In other good news, I have a concord grape arbor in my yard. This morning
I noticed that it was swarming with honey bees.

In what way is that "good" news? You have a problem: Because of
their herding behavior that leads to total domination of food sources,
AWA their spreading of diseases and infestations (mites) against which
native populations have no defenses, European honeybees are decimating
native solitary bee (such as bumblebee) populations; how, one might well
ask, is that a "good" thing?
The very behavior patterns that make "tame" European honeybees so
highly valuable to commercial, mono-cropping, Earth-damaging
"AGRICULTUREmoneymoneymoney" are the same behavior patterns that, along
with their diseases and parasites, make them so devastating to native
insect populations. The presence of honeybees in the "woodlands" is
always --100% the fault of negligent beekeepers--. Allowing honeybees
to roam freely in the "native" or "undeveloped" bush has exactly the
same deleterious effect as does allowing cattle, goats, and sheep (also
alien species) to do so, the scale is just different and we don't _see_
it happening, and the perpetrators deserve jail time, IMO, because it's
absolutely preventable. In my view, herders of domestic beasts do not
have a "right" to inflict them on the native ecosystem but, instead,
have a duty to that system to contain and control their animals.

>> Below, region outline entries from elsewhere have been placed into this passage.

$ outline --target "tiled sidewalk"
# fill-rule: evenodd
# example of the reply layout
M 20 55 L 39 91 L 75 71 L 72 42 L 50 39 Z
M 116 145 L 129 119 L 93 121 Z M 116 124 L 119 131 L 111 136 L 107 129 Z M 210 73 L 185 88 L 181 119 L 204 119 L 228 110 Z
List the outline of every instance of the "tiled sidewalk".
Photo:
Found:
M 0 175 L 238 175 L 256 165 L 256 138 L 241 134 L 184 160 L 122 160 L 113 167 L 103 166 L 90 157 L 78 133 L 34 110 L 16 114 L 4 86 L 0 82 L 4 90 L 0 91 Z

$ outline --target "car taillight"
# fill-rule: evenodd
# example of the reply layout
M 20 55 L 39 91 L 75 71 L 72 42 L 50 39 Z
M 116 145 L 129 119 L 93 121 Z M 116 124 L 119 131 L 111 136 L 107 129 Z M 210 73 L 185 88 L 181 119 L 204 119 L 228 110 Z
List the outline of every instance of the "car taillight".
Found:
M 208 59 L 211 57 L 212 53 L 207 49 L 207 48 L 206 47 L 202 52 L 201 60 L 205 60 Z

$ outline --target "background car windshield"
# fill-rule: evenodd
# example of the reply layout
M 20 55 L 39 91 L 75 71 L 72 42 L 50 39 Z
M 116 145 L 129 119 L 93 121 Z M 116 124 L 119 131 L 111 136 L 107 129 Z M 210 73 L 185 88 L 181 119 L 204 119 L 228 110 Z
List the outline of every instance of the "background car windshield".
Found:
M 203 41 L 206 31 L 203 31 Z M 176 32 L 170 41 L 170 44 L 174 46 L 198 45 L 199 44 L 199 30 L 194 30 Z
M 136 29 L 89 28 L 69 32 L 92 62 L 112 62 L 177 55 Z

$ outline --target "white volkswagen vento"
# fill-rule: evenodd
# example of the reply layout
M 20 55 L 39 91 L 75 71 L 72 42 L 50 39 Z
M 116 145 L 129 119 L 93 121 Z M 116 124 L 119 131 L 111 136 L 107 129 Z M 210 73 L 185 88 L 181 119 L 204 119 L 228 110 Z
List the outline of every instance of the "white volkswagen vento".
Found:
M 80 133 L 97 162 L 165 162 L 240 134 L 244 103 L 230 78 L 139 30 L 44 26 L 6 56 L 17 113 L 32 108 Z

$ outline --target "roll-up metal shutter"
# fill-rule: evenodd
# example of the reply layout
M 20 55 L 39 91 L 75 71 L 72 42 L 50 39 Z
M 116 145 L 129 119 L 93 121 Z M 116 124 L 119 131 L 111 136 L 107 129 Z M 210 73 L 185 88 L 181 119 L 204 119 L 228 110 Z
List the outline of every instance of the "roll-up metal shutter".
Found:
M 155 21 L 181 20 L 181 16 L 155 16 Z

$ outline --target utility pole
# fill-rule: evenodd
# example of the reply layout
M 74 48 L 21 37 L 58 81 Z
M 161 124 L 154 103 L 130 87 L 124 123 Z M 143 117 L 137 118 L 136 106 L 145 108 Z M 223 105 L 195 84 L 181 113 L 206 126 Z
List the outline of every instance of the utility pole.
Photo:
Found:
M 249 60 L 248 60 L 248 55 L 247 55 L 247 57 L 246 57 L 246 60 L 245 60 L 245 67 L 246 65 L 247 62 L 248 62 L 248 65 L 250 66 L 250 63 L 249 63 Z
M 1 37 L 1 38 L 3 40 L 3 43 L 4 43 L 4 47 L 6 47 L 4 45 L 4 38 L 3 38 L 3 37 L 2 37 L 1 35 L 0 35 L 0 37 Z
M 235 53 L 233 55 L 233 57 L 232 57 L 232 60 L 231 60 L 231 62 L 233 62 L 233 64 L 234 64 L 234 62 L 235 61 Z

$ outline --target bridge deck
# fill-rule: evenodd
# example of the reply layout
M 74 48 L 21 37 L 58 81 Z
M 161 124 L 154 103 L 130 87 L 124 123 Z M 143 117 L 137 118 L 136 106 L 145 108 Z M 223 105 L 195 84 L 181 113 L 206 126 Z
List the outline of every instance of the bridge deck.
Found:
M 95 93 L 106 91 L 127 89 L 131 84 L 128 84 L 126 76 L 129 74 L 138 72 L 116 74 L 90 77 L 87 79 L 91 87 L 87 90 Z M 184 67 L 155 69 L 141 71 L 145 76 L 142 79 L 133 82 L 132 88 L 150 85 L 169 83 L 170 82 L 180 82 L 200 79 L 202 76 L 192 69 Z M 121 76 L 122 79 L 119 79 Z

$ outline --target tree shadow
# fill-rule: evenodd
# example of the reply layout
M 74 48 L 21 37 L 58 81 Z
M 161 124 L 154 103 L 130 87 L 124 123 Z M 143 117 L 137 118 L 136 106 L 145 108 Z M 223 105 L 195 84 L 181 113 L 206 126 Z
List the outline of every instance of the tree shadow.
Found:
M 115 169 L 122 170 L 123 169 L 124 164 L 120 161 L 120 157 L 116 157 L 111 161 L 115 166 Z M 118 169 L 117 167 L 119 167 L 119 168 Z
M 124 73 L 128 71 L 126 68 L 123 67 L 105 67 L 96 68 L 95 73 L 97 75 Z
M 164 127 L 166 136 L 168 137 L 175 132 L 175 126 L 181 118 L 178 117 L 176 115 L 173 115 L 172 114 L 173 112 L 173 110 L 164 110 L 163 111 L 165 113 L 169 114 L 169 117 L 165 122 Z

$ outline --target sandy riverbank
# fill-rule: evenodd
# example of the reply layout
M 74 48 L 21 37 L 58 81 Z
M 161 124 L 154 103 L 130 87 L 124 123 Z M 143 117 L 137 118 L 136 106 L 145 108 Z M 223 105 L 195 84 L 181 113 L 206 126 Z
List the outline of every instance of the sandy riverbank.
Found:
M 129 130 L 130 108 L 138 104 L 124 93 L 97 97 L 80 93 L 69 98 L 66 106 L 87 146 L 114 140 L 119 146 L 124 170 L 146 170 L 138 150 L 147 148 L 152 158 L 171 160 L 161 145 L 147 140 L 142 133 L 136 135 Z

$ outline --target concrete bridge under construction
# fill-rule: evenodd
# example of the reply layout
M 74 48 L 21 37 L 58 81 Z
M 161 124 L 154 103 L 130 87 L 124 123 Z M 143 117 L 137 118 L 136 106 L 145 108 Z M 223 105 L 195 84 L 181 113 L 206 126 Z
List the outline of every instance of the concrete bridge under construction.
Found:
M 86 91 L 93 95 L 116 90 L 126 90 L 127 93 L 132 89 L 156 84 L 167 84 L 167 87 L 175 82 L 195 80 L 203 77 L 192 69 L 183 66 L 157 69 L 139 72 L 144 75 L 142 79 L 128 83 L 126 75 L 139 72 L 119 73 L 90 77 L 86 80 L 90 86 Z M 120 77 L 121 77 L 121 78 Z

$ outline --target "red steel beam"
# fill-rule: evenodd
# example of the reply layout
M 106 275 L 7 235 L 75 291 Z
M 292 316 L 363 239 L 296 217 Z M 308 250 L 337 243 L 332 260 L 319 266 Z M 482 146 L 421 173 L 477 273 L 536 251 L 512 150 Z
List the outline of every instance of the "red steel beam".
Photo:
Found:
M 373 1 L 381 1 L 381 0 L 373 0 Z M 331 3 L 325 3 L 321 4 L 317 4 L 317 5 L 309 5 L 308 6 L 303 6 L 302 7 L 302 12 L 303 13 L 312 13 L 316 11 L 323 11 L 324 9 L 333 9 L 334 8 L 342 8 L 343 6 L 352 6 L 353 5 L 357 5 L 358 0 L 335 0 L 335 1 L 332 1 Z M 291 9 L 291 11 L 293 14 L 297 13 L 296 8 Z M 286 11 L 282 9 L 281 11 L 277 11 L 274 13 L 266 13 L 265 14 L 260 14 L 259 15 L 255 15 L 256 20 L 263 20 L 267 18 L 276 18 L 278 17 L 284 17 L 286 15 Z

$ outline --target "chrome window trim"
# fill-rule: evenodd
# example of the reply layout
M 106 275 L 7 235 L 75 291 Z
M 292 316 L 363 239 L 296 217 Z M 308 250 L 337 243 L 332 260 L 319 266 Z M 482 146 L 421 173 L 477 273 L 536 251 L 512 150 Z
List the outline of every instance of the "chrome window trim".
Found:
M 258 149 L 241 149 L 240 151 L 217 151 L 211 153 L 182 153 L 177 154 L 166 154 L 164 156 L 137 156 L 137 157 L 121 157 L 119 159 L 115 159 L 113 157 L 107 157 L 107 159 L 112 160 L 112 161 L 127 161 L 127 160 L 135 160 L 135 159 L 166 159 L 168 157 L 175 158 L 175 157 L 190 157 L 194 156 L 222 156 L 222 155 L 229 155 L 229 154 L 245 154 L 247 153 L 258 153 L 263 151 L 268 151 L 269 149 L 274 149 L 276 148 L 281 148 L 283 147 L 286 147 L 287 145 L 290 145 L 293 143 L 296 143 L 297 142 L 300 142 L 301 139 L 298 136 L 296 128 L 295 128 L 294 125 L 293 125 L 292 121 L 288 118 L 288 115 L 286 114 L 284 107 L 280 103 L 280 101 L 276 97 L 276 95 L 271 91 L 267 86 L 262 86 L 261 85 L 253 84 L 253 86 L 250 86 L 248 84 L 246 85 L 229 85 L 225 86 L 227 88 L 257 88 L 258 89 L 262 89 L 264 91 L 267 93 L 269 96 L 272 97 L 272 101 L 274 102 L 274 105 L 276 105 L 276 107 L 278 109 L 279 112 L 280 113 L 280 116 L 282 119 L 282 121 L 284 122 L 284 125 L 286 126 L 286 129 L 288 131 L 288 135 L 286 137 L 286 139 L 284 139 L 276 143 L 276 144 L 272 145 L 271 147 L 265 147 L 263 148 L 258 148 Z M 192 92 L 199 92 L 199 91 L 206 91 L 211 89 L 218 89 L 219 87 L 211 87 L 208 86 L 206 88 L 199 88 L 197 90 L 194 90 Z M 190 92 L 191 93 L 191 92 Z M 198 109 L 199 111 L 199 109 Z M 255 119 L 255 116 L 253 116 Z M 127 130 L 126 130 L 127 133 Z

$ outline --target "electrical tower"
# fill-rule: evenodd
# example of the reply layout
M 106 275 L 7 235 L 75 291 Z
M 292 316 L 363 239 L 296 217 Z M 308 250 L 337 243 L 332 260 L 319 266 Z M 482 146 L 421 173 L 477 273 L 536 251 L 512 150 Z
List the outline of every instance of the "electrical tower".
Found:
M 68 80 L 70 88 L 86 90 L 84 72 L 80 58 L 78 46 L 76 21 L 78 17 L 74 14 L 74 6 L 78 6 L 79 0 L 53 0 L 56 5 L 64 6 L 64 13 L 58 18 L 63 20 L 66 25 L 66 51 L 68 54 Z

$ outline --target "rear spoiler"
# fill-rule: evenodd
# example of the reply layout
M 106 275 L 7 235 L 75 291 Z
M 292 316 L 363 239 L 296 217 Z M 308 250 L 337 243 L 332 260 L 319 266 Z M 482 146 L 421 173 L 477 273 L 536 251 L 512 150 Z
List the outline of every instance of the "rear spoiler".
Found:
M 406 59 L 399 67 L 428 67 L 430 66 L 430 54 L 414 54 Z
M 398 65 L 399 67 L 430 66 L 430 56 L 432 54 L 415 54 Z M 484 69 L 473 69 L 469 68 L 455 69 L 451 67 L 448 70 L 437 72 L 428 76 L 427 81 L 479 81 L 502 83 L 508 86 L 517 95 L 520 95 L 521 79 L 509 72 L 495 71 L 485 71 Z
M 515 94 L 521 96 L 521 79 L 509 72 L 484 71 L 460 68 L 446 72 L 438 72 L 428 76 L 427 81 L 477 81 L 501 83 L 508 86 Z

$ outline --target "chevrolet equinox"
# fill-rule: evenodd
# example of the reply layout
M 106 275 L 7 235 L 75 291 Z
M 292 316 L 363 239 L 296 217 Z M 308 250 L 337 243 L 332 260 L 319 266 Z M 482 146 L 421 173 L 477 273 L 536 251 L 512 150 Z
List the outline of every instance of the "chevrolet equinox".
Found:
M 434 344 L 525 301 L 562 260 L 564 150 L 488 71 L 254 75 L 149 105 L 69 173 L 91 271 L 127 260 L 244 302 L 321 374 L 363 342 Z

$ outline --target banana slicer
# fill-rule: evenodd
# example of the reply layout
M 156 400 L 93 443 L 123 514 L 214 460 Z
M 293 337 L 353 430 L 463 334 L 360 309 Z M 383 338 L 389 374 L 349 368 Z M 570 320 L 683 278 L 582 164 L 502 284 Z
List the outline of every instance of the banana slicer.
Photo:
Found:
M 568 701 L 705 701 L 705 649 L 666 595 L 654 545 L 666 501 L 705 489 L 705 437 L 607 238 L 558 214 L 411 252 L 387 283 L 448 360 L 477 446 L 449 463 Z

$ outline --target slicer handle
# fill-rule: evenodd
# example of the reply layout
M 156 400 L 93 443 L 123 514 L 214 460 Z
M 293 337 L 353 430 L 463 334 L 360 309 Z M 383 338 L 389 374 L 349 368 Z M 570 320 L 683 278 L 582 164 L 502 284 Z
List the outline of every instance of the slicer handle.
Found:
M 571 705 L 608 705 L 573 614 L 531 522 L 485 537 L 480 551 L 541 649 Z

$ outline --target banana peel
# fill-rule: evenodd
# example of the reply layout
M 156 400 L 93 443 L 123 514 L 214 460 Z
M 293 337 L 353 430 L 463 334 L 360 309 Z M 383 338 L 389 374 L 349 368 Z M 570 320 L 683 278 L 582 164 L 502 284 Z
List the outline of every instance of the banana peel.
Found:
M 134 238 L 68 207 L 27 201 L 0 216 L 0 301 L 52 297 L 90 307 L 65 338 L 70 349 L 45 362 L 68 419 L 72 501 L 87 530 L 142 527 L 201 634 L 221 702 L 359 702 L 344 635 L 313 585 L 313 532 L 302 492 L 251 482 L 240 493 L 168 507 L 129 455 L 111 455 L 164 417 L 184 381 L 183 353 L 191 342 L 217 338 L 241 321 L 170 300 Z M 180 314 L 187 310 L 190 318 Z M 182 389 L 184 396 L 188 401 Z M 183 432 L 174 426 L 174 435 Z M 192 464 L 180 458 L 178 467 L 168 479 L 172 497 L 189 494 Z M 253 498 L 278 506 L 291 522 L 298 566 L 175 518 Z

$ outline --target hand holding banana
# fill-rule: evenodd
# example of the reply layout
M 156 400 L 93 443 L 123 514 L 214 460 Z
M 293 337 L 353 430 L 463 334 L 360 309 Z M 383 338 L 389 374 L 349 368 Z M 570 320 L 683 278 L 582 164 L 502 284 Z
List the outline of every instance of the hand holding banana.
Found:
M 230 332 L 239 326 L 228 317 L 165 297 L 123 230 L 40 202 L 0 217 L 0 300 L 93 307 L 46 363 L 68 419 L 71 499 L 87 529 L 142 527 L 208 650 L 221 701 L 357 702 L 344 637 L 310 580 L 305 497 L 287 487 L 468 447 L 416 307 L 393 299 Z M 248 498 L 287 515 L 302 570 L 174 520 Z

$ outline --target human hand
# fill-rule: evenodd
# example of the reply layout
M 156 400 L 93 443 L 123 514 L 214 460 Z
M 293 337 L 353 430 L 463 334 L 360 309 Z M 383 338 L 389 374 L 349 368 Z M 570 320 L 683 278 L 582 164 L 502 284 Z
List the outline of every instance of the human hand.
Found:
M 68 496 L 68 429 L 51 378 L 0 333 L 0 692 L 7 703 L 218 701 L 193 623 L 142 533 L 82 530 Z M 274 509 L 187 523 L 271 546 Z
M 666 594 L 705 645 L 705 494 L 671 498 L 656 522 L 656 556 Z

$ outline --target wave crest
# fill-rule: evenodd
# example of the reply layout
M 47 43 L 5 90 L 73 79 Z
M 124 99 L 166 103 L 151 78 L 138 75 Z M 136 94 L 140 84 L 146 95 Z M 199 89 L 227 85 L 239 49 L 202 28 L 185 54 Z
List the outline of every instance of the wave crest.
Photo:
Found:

I start most of my days killing honey bee scouts in order to
prevent them carrying the news of my garden to their pestiferous
fellows. Not only do I consider bee-killing to be an essential home
gardening activity, I believe it should be a priority of any gardener
who wants to minimize his impact on the native ecosystem and do his
little part in preserving native insect species.
With an early start each morning, it is easy enough to intercept
and kill the scout bees in order to prevent them from bringing the rest
of the herd to a truck garden but I don't know about grape vine; depends
on how aerial it is, I suppose. As a rule, I certainly don't recommend
any insexticide but, in your case, the thing to do might be to locate
the honeybees' nest and take out the entire hive at night when most of
its inhabitants are present and lethargic or occupied with domestic
duties. The few stragglers that spent the night away from the hive are
not likely to be of sufficient number to maintain it.
--
the Balvenieman
USDA zone 9b, peninsular Florida, U.S.A.
If your neighbor has a cow,
_He_ builds the fence.
I think you'd better get your facts straight. First of all, the tracheal and varroa mites that are killing honey bees do not have ANY effect on native bees, so they are not "decimating native solitary bee populations" in any way. Secondly, your claim that honey bees "totally dominate food sources" depends entirely on the variety and number of plants in the area. There are many flowers that honey bees will not enter due to their shape and size, leaving nectar and pollen sources for native bees, and solitary bees fly longer hours, and in rainy and windy weather, when honey bees stay in the hive. And are you aware that native bumble bees are also used as 'managed' pollinators?

How disturbing that you begin your day killing honey bees. Like it or not, one out of every three bites of food we eat depends upon pollinators, and native bees cannot accomplish that alone - even if every honey bee disappeared. We need to encourage all types of pollinators, including honey bees.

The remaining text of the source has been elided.